Weil wir uns in diesem Sommer nicht in Hildesheim sehen werden, möchte ich es euch hier in diesem Brief sagen: Seid stolz auf euch! Bitte kostet diese vier Tage voll aus, und klopft euch immer wieder auf die Schultern für all die tolle Arbeit. Es ist alles andere als eine Selbstverständlichkeit, sich in dieses riesige Ding namens PROSANOVA zu verlieben, viel anderes dafür stehen und liegen zu lassen und unendlich viel Herzblut aufzuwenden. Liebe Carla, liebe Elske, liebe Judith, liebe Mirjam, liebe Selma, liebe Simoné, ich bewundere euch dafür, dass ihr euch zusammengeschlossen und euch PROSANOVA angenommen habt und die seit nun bereits fünfzehn Jahren bestehende Tradition weiterführt und euch dabei selbst von einer so absurden Sache wie Corona nicht beirren lasst.

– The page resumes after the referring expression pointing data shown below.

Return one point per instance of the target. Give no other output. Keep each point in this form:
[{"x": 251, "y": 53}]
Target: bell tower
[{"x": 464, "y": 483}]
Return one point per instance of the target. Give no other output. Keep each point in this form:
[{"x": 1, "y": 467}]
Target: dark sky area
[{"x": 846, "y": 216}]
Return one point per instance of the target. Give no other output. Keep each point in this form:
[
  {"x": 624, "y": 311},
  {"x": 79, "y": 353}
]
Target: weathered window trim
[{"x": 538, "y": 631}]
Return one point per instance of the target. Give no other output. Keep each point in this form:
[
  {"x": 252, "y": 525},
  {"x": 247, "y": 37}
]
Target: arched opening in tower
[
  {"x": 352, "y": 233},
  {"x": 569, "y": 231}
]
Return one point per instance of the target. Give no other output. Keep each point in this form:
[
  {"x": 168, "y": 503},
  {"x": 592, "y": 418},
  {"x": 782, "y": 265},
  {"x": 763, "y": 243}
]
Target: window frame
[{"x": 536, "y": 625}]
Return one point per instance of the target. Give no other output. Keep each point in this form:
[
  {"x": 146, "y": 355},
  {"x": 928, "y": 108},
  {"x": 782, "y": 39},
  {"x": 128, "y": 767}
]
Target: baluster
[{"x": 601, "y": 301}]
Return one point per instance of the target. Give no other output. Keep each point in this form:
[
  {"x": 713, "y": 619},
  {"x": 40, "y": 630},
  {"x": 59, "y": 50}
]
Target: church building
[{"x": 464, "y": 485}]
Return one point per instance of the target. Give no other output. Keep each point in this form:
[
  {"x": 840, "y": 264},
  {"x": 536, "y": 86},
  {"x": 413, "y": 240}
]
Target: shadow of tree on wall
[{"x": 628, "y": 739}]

Und liebes Team, auch vor euch ziehe ich meinen Hut, denn auch ihr habt euch diesem verrückten Festival verschrieben und unterstützt nun, wo ihr könnt. Ohne euch wäre PROSANOVA nicht denkbar, auch dieses Mal nicht, obwohl es keine Bars gibt, hinter denen ihr steht, oder Toilettenräume, die umdekoriert werden müssen.
Ihr seht also, dieser Brief ist auch ein Liebesbrief, denn ihr habt mein Herz. Das wollte ich euch schreiben und hoffe sehr, dass wir uns dann 2023, wenn PROSANOVA zum siebten Mal stattfindet, auch endlich in echt treffen können und auf euch anstoßen, ein bisschen verspätet, dafür mit klingenden Gläsern und einer großen Umarmung.